All this leaves us with a difficult question. Is the person of Jesus truly my pearl of great price, my treasure hidden in the field of my deepest heart? Does my life show signs that I am selling anything I own, never mind everything, in order to find Him more fully, more deeply, more personally? Mr Pearson gave his life for his daughter. If it came to it, would I be prepared to give my life for Christ? Of course, I should not really say “if it came to it”, because, in fact, it will come to it. On the day I die, my deepest desire should be that my death be a willing gift of my whole self to the One who died for me on the Cross, not the catastrophic collapse of my ephemeral personal plans.

These are not just pious platitudes. These parables are like a shock to the system because they face us with the fundamental reason for our existence. They are a gift to shake us from the delusion which life today can cause in us, drugging us into thinking that our own personal plans and decisions for our life are enough. But they are not enough. We cannot pretend that we are our own origin or destiny. If our faith is genuine, we need to be aware and committed to the truth that Jesus is our origin and our destiny. Therefore, our lives are ultimately about making plans and choices for Him. We simply cannot create a parallel world, unless we want a rude awakening. And Christ certainly does not want that for us. He wants a willing and wise heart that works its way through life, gradually becoming readier for the final and liberating encounter with Him.
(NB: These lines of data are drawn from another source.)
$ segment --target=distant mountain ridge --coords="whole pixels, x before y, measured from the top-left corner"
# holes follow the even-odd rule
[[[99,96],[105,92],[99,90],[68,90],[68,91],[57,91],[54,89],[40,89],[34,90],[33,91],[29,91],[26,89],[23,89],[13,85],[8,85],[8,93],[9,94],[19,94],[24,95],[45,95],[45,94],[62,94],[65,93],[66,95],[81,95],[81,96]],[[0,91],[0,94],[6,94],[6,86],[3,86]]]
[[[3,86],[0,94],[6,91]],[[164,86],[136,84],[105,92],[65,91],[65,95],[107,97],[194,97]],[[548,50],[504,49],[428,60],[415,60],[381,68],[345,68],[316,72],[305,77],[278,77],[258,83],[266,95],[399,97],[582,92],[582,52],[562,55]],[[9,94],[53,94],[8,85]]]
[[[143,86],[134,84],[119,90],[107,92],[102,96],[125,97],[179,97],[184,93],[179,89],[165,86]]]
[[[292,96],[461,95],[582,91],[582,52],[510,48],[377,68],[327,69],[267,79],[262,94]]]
Living for Christ is not an option, for, no matter what people think, there is no real alternative. We owe it to ourselves, to our families and to our world to focus all we are and have on the beloved person of Jesus Christ. That is what baptism means. That is what faith means. That is what witness means.

Every morning, ask yourself, what can I do for Jesus today? Most of the time, the answer will be to fulfil the duties of your state in life as well as you can, with some time, even a few minutes, for prayer. The point is to live your day for Christ, aware of Him, longing for Him. And every evening, ask yourself, what have I done for Jesus today? Make your answer honest and simple. If you have done wrong, just ask His mercy. If you have sought Him, give Him thanks. You are a Christian! Don’t live your life as if Christ’s truth and merciful love made no difference. Instead, like the men in the parables, search and sell and buy, or rather, keep searching and keep selling until you can buy the One who already bought you at the cost of His Precious Blood!